Затем взял шаньгу с блюда и стал неторопливо чаевничать, время от времени с шумом прихлебывая горячий чай с чашки. Есаул посмотрел на стол, махнул рукой, будто скинул с себя неприятности, и тоже стал полдничать, благо в седле три часа на морозе провел, да под пулями…

— Ты, Петр Федорович, здесь до завтра задержись, — Оглоблин отставил чашку в сторону. — Крестьяне решили всем селением обратно в казаки поверстаться. Сам знаешь, что полвека назад их тут всех расказачили. Думаю, уже завтра все селения по Иркуту вновь казачьими станут, благо решение Сибирского правительства уже есть. Народ здесь хороший, сам видишь, у многих казачьи корни, а кое-кто и болдыри, матери у них казачки с Медведево или с Иркутска. Родней казачьей обросли…

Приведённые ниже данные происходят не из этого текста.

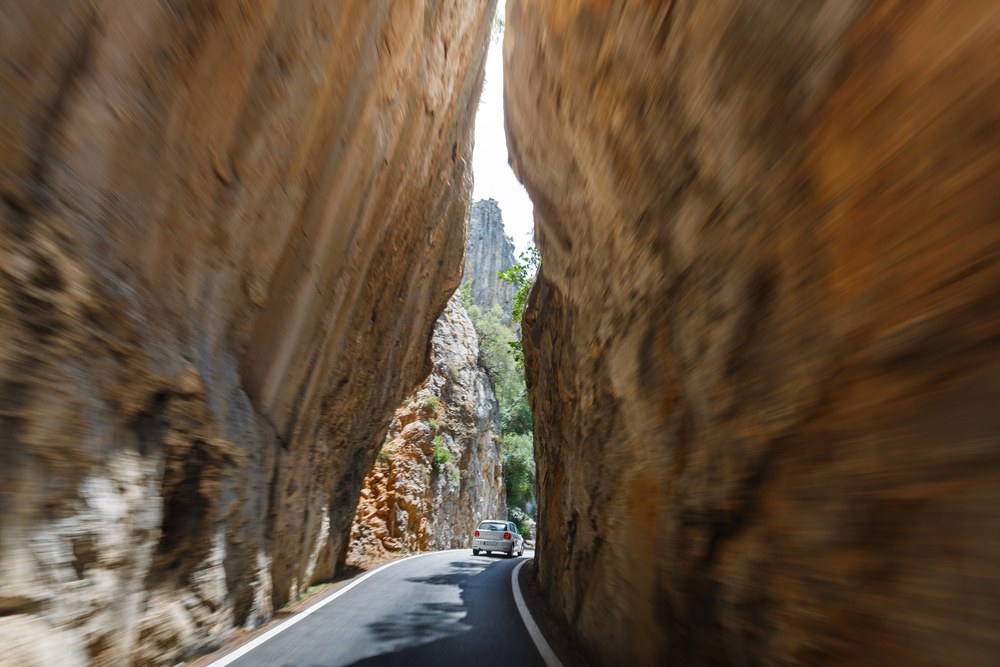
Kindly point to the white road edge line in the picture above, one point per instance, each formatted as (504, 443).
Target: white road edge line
(251, 645)
(548, 655)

Коршунов молча слушал атамана, крутя в пальцах папиросу, но не закуривая — старик хозяин табак не жаловал, считая пагубной забавой. Но курить хотелось сильно, до головокружения. А Оглоблин продолжил разговор:

— Мобилизация всех новых казаков, кои не достигли тридцати лет, уже начата, нарочные по селам поскакали. Завтра здесь не протолкнуться будет, я думаю — до семи сотен мужиков… хм, казаков придет. Я войсковой цейхгауз вычищу, пришлю к ночи на подводах винтовки на всех, патроны. Дам пять штук пулеметов, да ротмистр Арчегов, думаю, не откажет с обмундированием помочь. Их превосходительство три эшелона чешской «интендантуры» захватил, там тысяч пять комплектов одного обмундирования.

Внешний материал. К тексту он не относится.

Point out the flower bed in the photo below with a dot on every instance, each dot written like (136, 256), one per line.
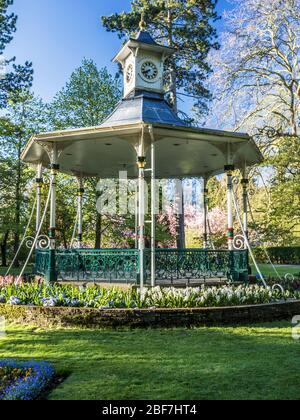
(24, 381)
(95, 297)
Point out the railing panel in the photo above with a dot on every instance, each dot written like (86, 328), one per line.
(98, 265)
(123, 265)
(41, 262)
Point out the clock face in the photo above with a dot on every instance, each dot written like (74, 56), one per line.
(129, 73)
(149, 71)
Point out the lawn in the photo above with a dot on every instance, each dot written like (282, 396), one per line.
(260, 362)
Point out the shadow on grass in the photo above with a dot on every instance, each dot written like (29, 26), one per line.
(257, 362)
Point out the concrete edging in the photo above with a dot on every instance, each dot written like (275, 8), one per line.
(155, 318)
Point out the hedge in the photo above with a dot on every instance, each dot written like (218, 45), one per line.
(280, 255)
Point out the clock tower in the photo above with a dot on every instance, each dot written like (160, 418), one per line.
(142, 60)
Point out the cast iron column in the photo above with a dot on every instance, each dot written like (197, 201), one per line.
(39, 184)
(141, 207)
(205, 210)
(51, 275)
(80, 194)
(229, 169)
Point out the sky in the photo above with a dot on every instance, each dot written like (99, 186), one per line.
(57, 34)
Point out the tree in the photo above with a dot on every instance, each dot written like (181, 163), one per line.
(257, 88)
(87, 99)
(28, 115)
(17, 77)
(186, 26)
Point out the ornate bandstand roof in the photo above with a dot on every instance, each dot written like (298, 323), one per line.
(181, 150)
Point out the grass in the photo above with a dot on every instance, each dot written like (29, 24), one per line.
(259, 362)
(268, 271)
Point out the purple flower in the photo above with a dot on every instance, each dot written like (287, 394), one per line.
(13, 300)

— Если не больше, — пробурчал Коршунов и завистливо вздохнул, — богатые трофеи захватил, очень богатые.

— На чужой каравай рот не разевай! Быстро сколачивай пластунский батальон, тут люди сплошь на германской повоевавшие. Офицеров тебе наших пришлю, казаков. И сегодня. И желтой материи на погоны и лампасы есть три тюка. Так что торопись — у тебя лишь сутки. Завтра к полудню выводи батальон к Глазково. Мыслю, чехи атаковать будут…

Глазково

— Да что же это такое?! Как же так?! — бывший командующий НРА в бешенстве ударил кулаком по кирпичной стене. Он пребывал сейчас в ярости, хотя несколько часов до этого находился в полной прострации. А память услужливо перелистывала страшные страницы…

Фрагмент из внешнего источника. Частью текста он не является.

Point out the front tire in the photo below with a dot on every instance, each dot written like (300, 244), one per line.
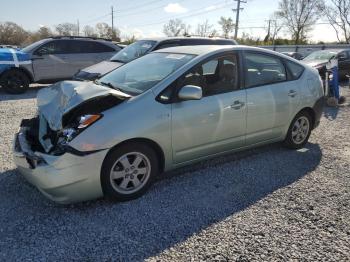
(14, 81)
(299, 131)
(128, 171)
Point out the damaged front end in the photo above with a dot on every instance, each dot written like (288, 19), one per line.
(42, 151)
(64, 111)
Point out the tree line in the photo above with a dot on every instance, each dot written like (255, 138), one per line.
(294, 18)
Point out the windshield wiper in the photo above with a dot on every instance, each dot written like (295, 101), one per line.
(118, 61)
(109, 84)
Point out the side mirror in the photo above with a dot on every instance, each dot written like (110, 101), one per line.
(341, 57)
(190, 92)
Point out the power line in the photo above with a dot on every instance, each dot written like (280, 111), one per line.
(204, 11)
(237, 10)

Сильный рывок пальцами за больное плечо, и в его сознание ворвался сильный шум. Штабс-капитан Калашников не сразу отошел ото сна и принялся искать пальцами рукоять револьвера. Но чья-то рука сильно сжала кисть, а потом в голове взорвалось солнце…

— Вставай, сучье вымя, кончай тут прикидываться, — сильный пинок под ребра привел Николая Сергеевича в чувство. И первое, что он ощутил, это вкус соленой влаги на губах. Кровь, его кровь, только она имеет такой вкус. А потом до разума дошли новые звуки — грохот трехдюймовок, их выстрелы любой признает, кто слышал рявканье этой пушки, что «косой смерти» солдатами названа. И пулеметы захлебывались, их перестук шел, как ему показалось, со всех сторон. Все он слышал, вот только глаза не размыкались, и все затянуло багровой пеленой. И снова солнечная вспышка…

Окончательно очнулся он только здесь, в подвале. Где он находится, не представлял. Но что в Глазково, в том он был уверен, и рядом с железной дорогой, ибо мог слышать перестук колесных пар да гудки паровозов. И не мог найти ответа на вопросы — кто его сюда засадил? Что в предместье ночью был ожесточенный бой, он не сомневался, но только кто тут с чехами воевал и на его штаб напал, ответ не находился.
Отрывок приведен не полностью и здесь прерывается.